Los Primeros humanos (y 2)

Curiosamente, los dos factores fundamentales de hominización, la posición erguida y el tamaño del cerebro, debieron entrar en conflicto en un momento dado, generando a su vez otros cambios importantes. Recordemos que el bipedalismo requiere una cierta re-organización del cuerpo para funcionar. Notablemente, el paso a la posición erguida requiere cambios en la forma de la pelvis, lo que se traduce en una menor anchura del canal pélvico; una pelvis más estrecha significa un parto más difícil. Esto no debía ser un problema grave entre los australopitecinos, ya que el tamaño del cerebro de las crías era también pequeño. Pero cuando el cerebro empezó a aumentar, debido a la mayor demanda de ‘poder mental’, el problema debió agudizarse.

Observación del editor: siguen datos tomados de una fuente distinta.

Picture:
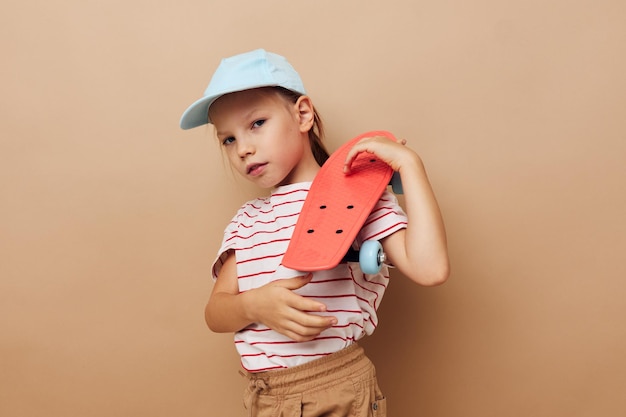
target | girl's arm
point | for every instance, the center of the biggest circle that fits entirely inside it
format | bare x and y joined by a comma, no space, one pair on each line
419,251
274,304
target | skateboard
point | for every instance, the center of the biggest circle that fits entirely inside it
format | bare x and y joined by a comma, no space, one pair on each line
335,209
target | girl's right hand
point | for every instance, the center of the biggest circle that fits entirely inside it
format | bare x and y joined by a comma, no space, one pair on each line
282,310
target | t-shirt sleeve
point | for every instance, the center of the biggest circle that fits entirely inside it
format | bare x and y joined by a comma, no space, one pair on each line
229,242
386,218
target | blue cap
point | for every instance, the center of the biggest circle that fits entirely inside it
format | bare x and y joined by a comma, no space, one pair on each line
254,69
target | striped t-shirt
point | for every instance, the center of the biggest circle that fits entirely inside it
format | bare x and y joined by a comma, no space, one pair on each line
259,235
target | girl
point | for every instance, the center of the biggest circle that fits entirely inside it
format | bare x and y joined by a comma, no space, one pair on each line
297,333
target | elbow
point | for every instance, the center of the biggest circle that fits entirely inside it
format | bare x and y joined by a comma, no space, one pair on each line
434,276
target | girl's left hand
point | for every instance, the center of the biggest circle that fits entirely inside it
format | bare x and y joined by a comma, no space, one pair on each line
395,154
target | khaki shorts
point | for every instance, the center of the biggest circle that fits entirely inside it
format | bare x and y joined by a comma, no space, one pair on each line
340,385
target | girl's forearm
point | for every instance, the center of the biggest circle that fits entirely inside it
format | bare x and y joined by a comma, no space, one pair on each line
228,313
425,243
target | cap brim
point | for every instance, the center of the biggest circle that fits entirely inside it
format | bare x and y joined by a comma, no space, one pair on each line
197,114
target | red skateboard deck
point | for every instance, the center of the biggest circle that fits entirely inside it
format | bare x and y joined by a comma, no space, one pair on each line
336,207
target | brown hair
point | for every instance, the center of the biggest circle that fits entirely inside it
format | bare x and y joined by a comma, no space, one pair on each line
316,134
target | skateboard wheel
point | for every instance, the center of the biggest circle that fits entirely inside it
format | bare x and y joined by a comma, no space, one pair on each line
396,183
371,256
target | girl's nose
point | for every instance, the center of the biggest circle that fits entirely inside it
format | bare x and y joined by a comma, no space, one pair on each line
244,148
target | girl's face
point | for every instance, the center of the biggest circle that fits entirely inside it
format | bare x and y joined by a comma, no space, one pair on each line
265,136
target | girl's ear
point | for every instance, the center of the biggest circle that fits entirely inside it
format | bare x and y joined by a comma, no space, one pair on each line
306,113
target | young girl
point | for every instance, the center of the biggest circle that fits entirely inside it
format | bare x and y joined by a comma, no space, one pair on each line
297,332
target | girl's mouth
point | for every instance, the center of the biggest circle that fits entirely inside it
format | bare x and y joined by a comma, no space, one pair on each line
256,169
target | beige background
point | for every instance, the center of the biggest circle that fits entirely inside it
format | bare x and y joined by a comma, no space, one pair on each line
110,215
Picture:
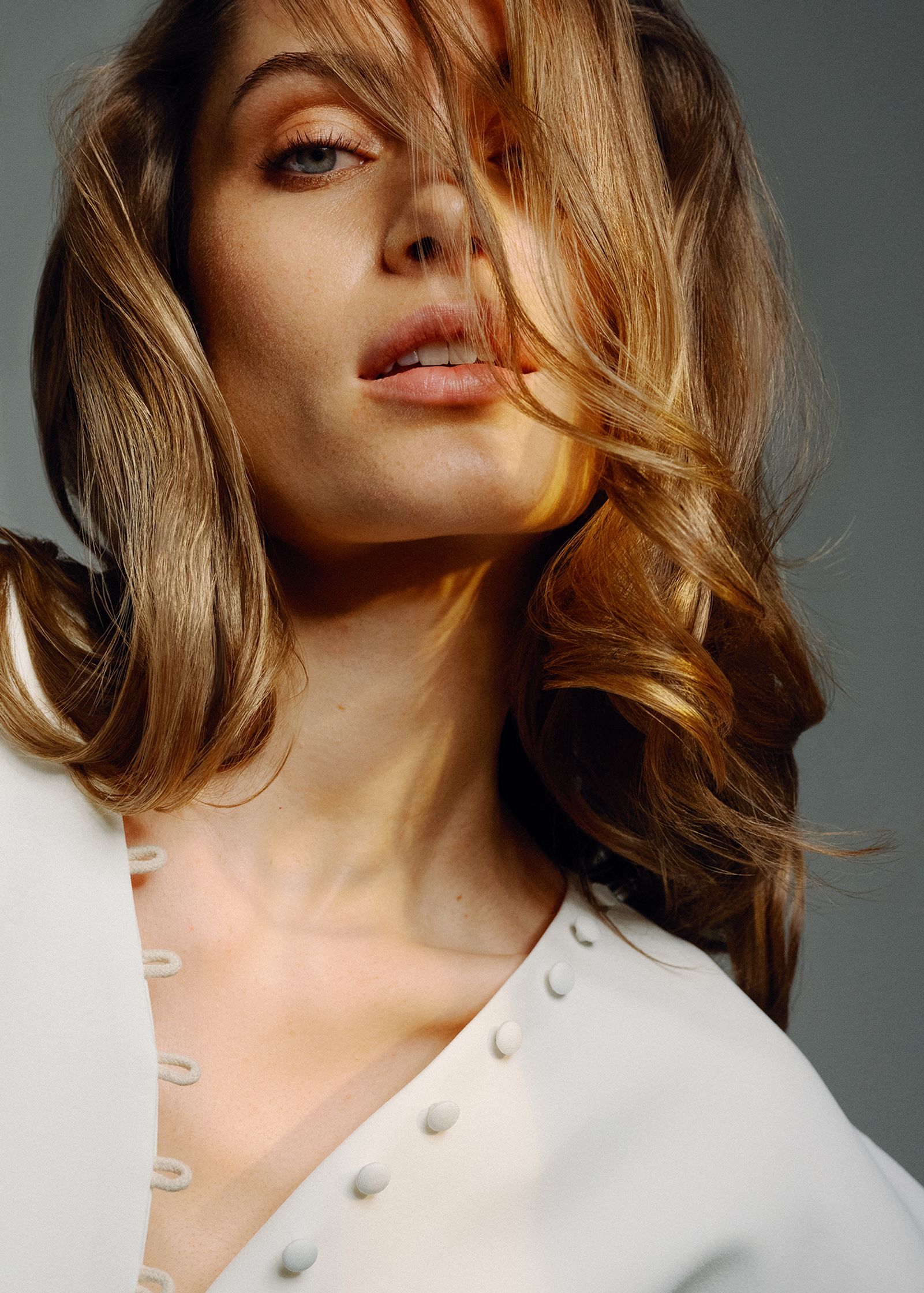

En sentido figurado, podríamos decir que la selección natural se encontró con un problema. Por un lado, resultaba favorable tener un cerebro grande y por otro, resultaba imposible parir a las crías con semejante cabezón. También en sentido figurado, podríamos decir que la selección natural lo ‘resolvió’ de la siguiente forma. Las crías de los primeros humanos nacían con una cabeza tan grande como era posible, dentro de los límites marcados por la abertura de la pelvis. Y el resto del desarrollo del cerebro tenía lugar después del parto. Esto explica dos características peculiares de los humanos actuales: que el parto sea difícil (comparado con otros mamíferos) y que los bebés humanos sean mucho más desvalidos que los de especies relacionadas. Para que un bebé humano fuera equivalente en sus ‘capacidades’ al nacer a uno de chimpancé, tendría que pasar 17 meses en el útero, y habría que practicarle obligatoriamente la cesárea (una opción que no estaba disponible entonces). En definitiva, el conflicto entre el problema del parto y la necesidad de un gran cerebro debió aumentar espectacularmente las necesidades de cuidados parentales, con objeto de que estas (inusitadamente) torpes criaturas tuvieran alguna opción de crecer y reproducirse. Y esto trajo consigo otros cambios.

La prolongada lactancia y la dificultad de criar a la prole explica otra de las características más peculiares de la especie humana, ya comentada, y que no se da entre las especies más próximas a la nuestra: la necesidad de que los machos contribuyan a esta crianza, aportando recursos y protección. De aquí debió surgir la constitución de la ‘pareja’ como elemento característico de nuestra especie. Recordemos que los machos de chimpancé no contribuyen en nada al cuidado de su prole, en buena parte porque los machos individuales no pueden estar seguros si una cría dada es suya o no (sigo hablando en sentido figurado; esto no quiere decir literalmente que un chimpancé macho tenga que tener el concepto de paternidad). Al mismo tiempo, la disminución de la poligamia debió contribuir a equilibrar el tamaño corporal de ambos sexos. Por una parte, a los machos ya no les resultaba tan ventajoso monopolizar a muchas hembras porque no podían generar los suficientes recursos alimenticios para contribuir a su alimentación y las de sus hijos. Por otra parte, para las hembras debía ser ventajoso un tamaño corporal grande para facilitar el parto. Existen buenas razones para creer que el mencionado conflicto ‘cabeza-pelvis’ originó una cascada de cambios esenciales en nuestra evolución como especie y contribuyó a perfilar numerosos aspectos de nuestra psicología, tales como la (relativa) tendencia a la monogamia o las preferencias innatas en la elección de pareja.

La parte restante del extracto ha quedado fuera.